Compassion & Choices

Compassion & Choices
Motto Expanding choice and improving care at the end of life
Type Legal and legislative advocacy, counseling
Headquarters Denver, Colorado
Location
Key people
Barbara Coombs Lee
Website www.compassionandchoices.org

Compassion & Choices is a nonprofit organization in the United States working to improve patient rights and choice at the end of life, including access to aid in dying. It was formerly known as the Hemlock Society.[1] Its primary function is advocating for and ensuring access to end-of-life options, including assisted suicide.[2][3]

With over 40,000 supporters and campaigns in nine states, it is the largest organization of its kind in the United States.

Terminally ill patient services

Compassion & Choices provides end-of-life consultation for dying patients and their families at no cost. Professional consultants and trained volunteers work by phone or in person to offer assistance in completing advance directives, make referrals to local services including hospice and illness-specific support groups, advice on adequate pain and symptom management, and information on safe, effective and legal methods for aid in dying.

The organization's work is highlighted in the documentary film How to Die in Oregon which won the 2011 Grand Jury Prize[4] at the Sundance Film Festival.

Legal work

Compassion & Choices litigates patient cases related to ensuring adequate end-of-life care and choice, represented 16 terminally ill patient-plaintiffs at the U.S. Supreme Court in Gonzales v. Oregon, defeating the Bush administration's challenge to Oregon's Death with Dignity Act in January 2006.

Through litigation, Compassion & Choices protects terminally ill patients' rights to receive pain and symptom management, to voluntarily stop life-sustaining treatments, to request and receive palliative sedation, and to choose aid in dying under state and federal constitutional protections.

Other important legal cases where Compassion & Choices was a leading advocate have included Vacco v. Quill, Washington v. Glucksberg, Sampson v. Alaska, and more recently, Morris v. New Mexico[5] and Pennsylvania v. Mancini.[6]

History and organization

Compassion & Choices is the successor to the Hemlock Society,[7] and Compassion In Dying Federation; the organizations merged in 2007. The organization maintains staff in New York, the District of Columbia, California, Washington State, Oregon, Connecticut, Massachusetts, Montana, New Mexico, Colorado, Vermont and New Jersey.

Controversy

The organization's work is at odds with the views of the Roman Catholic Church and every national disability rights organization that has taken a position on the issue of assisted suicide, firmly opposes the practice, led by the organization Not Dead Yet.[8] Disability rights organizations see assisted suicide as a form of lethal discrimination against people with disabilities.[9]
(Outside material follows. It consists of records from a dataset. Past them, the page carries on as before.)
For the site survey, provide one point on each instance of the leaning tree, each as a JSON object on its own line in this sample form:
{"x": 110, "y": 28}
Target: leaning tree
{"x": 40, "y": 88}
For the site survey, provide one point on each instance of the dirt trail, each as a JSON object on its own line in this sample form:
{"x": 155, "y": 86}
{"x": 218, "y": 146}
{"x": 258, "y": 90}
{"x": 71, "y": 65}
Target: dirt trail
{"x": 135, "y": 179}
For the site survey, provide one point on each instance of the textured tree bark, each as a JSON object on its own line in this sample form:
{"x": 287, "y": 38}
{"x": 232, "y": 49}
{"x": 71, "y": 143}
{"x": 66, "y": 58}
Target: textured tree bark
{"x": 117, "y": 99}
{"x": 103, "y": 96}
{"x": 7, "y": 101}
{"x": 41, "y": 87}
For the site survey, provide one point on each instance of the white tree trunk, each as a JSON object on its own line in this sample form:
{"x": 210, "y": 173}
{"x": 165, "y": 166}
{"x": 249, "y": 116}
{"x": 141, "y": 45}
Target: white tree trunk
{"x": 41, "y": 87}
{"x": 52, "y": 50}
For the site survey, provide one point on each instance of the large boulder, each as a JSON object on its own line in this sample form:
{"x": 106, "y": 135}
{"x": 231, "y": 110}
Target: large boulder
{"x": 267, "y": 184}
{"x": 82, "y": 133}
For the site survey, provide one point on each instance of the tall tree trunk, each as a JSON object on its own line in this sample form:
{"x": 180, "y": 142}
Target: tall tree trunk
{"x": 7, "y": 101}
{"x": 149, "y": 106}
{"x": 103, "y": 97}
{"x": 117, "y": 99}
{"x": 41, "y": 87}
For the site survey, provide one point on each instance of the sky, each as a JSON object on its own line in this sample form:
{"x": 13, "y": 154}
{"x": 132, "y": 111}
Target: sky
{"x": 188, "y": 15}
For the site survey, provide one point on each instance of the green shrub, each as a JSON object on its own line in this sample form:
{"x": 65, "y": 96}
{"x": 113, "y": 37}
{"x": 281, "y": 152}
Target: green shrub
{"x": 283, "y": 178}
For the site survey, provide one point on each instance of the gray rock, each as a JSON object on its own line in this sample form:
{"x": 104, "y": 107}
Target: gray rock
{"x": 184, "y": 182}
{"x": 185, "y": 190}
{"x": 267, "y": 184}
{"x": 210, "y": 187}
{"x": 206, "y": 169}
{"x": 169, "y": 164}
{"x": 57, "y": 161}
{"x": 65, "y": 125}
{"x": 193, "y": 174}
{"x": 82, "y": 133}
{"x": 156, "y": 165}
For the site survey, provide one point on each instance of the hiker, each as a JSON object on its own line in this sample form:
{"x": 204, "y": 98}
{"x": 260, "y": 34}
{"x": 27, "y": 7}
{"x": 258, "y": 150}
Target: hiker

Fabian Bruskewitz, former Bishop of Lincoln, Nebraska, pointed out in 1996 that members of the organization incur automatic excommunication,[10][11] a judgment that was appealed to, and upheld by, the Vatican.[12][13] During a 2008 ballot initiative campaign that would legalize doctor-assisted suicide in Washington state, Compassion & Choices was accused by Seattle Post-Intelligencer columnist John Connelly of engaging in "Catholic-baiting."[14]